# HDR Waterfall



## Gary-360 (Apr 26, 2008)

OK, HDR is rather like Marmite, love it or hate it; but it does/can bring out the best in an image.

Below is the image straight from the camera and then another using HDR processing with 5 images taken 1 stop apart then tone mapped.

Exif: 
Nikon D3
Nikkor AF/S 24-70 F2.8 (with Circ Pol)
1/2s @ F18
ISO 200
Spot Metering

Gary


----------



## NKS (Feb 22, 2007)

That looks V.Cool fella :thumb:

I will start playing around with HDR me thinks


----------



## bodyworx (Jul 17, 2008)

that does look really nice!


----------



## spitfire (Feb 10, 2007)

I really like that.:thumb: Maybe you could give a brief explanation of tone mapping for us newbies.


----------



## richjohnhughes (Sep 24, 2007)

interesting. 

not a huge fan of HDR most of the time - to me it looks like some kinda CGI. 

it does have its place for indoor images, where i think it comes into its own.


----------



## Gary-360 (Apr 26, 2008)

spitfire said:


> I really like that.:thumb: Maybe you could give a brief explanation of tone mapping for us newbies.


There is no set rule for the mapping, each image is different and therefor the processing varies.
I use Photomatix for HDR generation and mapping, which in my opinion is about the most accurate and easiest to use.
You get more fun simply moving the sliders around and seeing the results. It's a toy to be played with 

Gary


----------



## joe_0_1 (Apr 7, 2007)

I don't like the second image on this occasion 

I think I only like HDR on cars!? 

Great photo still


----------



## Gruffs (Dec 10, 2007)

I really like HDR though you do have to be really carefull with it.

IMO, of course. It either needs to be really subtle just to highlight a natural subject. Or really heavy to make the HDR-ness(??) the point of the image.

IMO, this is a little too much to still look natural. But too little for the full-on HDR effect. 

But, i like the image as a whole. Sometimes i think i miss out on such lovely things living in the Fens. But, my area does have it's qualities.

EDIT: Having had another look, I think the sky and the foreground are great with the HDR. It's the grass in the middle above the waterfall that my eye isn't liking.

as said before though. Cracking shot.


----------



## Troon (Dec 17, 2008)

richjohnhughes: HDR techniques can also be useful for revealing details rather than a purely cosmetic effect. I took this photo of the part of the front of Lichfield Cathedral:










in conditions where a single shot could never have captured the detail. In the individual exposures, either the facade was blown out totally, or the recesses were detail-less black shadow. Full details on my methods are on its Flickr page.

It does help to have a tripod, time and a static subject - see the grass blowing around in the waterfall shot. Other common HDR tonemapping problems are halos (horizon and grass against the sky) and excess noise (grainy sky).

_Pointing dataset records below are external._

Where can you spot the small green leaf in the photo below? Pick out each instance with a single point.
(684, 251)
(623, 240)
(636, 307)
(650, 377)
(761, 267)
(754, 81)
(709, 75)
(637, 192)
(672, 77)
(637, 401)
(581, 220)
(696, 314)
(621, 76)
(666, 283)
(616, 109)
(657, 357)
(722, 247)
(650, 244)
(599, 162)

It's certainly worth playing with, but it takes a lot of work to pull off a good "cosmetic" HDR shot.


----------



## joe_0_1 (Apr 7, 2007)

What does HDR stand for?

High Definition R***** ?


----------



## Gruffs (Dec 10, 2007)

Correct me if i'm wrong but i think it's

High Density Resolution


----------



## Troon (Dec 17, 2008)

Consider yourself corrected. High Dynamic Range.

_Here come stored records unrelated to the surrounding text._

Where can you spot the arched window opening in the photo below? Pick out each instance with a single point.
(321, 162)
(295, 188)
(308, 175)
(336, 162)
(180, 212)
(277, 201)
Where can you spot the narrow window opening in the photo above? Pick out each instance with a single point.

Dynamic range is the difference between the lowest and highest possible values of a variable. In photography, it represents the range between the point where "dark" becomes pure black and "bright" becomes pure white. By taking multiple images and combining them, you can "compress" the image into the capabilities of your image capture and display equipment whilst maintaining the "gist" of the image.

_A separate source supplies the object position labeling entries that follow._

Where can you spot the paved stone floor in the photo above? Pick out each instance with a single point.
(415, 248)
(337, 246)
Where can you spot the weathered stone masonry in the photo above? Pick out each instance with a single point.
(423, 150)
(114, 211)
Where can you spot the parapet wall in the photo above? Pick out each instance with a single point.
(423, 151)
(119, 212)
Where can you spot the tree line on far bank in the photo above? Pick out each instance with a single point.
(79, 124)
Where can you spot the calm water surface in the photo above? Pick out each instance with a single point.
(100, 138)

In my cathedral image, the dynamic range was too bright even for the human eye. When looking at the scene in real life, you actually only look at one bit of the scene at a time, and your eye adjusts. Looking at the statue of Christ in the recesses, my pupils opened to let more light in - the cathedral facade was then "overexposed" but I wasn't looking at that. In a photo, however, you need to be able to look at it all at once, hence the need for dynamic range compression.

The clever bit is in the local mapping - for each pixel in the six differently-exposed images I took, the tool I used (enfuse, in my case) had to choose a colour and brightness that maintained the image without looking artificial or causing under- or over-exposure.


----------



## J55TTC (Apr 11, 2008)

Love it


----------



## Maxtor (Feb 23, 2007)

I too like it, just the right amount for me. 

Nice work mate. :thumb:

I am definitely out at the weekend now. 


cheers

Maxtor.


----------



## PJS (Aug 18, 2007)

A bit too artificial in my books, but nice photo Gary, all the same.
I never tire of seeing water caught like that.


----------



## Mark M (Nov 29, 2006)

HDR's have their time and place, for a bit of fun and all that.

Natural images are the best, as we all know, and Gary has the ability to shoot cool shots, hence why in this situation, I prefer the original.

But, some car shots look cool in HDR.

I have yet to dabble myself, but will give it a go soon.


----------